Syair Lirih Perpisahan Ramadhan di Loloan, Jembrana

Generasi Muda Loloan (Foto Eka Sabara)

Seperti berpisah dengan kekasih hati, perumpamaan itu paling dekat dengan apa yang banyak umat Muslim rasakan pada pengujung Ramadhan, bulan suci penuh rahmat dan berkah. Bedanya, kekasih itu bukan kekasih biasa. Dialah Allah, Dzat maha mencintai dan mengasihi setiap jiwa yang melangkah dan berjalan mendekati-Nya.

Di Loloan, kampung yang dihuni keturunan Bugis-Melayu sejak ratusan tahun lalu di Negara, Jembrana, Bali, terdapat tradisi tua yang masih lestari hingga kini. Wida’, syair yang terdengar lirih, penuh kesedihan karena Ramadhan segera berakhir. Ngewida’, aktivitas membaca Wida’ dilakukan sepuluh malam terakhir Ramadhan.

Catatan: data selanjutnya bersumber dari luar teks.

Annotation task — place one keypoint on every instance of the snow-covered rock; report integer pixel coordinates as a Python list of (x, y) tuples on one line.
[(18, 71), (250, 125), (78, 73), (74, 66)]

Eka Sabara, penulis dan pegiat sejarah asal Loloan mengatakan, sekitar abad ke-18 hingga abad ke-19 Masehi, para Tuan Guru, sebutan ulama atau orang alim di Loloan pada abad ke-18, sangat bersedih menjelang tibanya sepuluh malam terakhir di bulan Ramadhan.

“Kesedihan para Tuan Guru atau ulama dahulu, ditumpahkan dalam bentuk pujian-pujian dengan menggubah syair-syair khas Bugis-Melayu Loloan, yang bertujuan untuk menghidupkan suasana sepuluh malam terakhir Ramadhan sampai akhir malam Ramadhan,” jelasnya.
Eka menambahkan, syair Wida’ yang cukup populer dibaca oleh para ahli Wida’ yaitu syair Rakbi. Tradisi Ngewida’ ini dilakukan pada sekitar jam 12 malam hingga jam 2 pagi.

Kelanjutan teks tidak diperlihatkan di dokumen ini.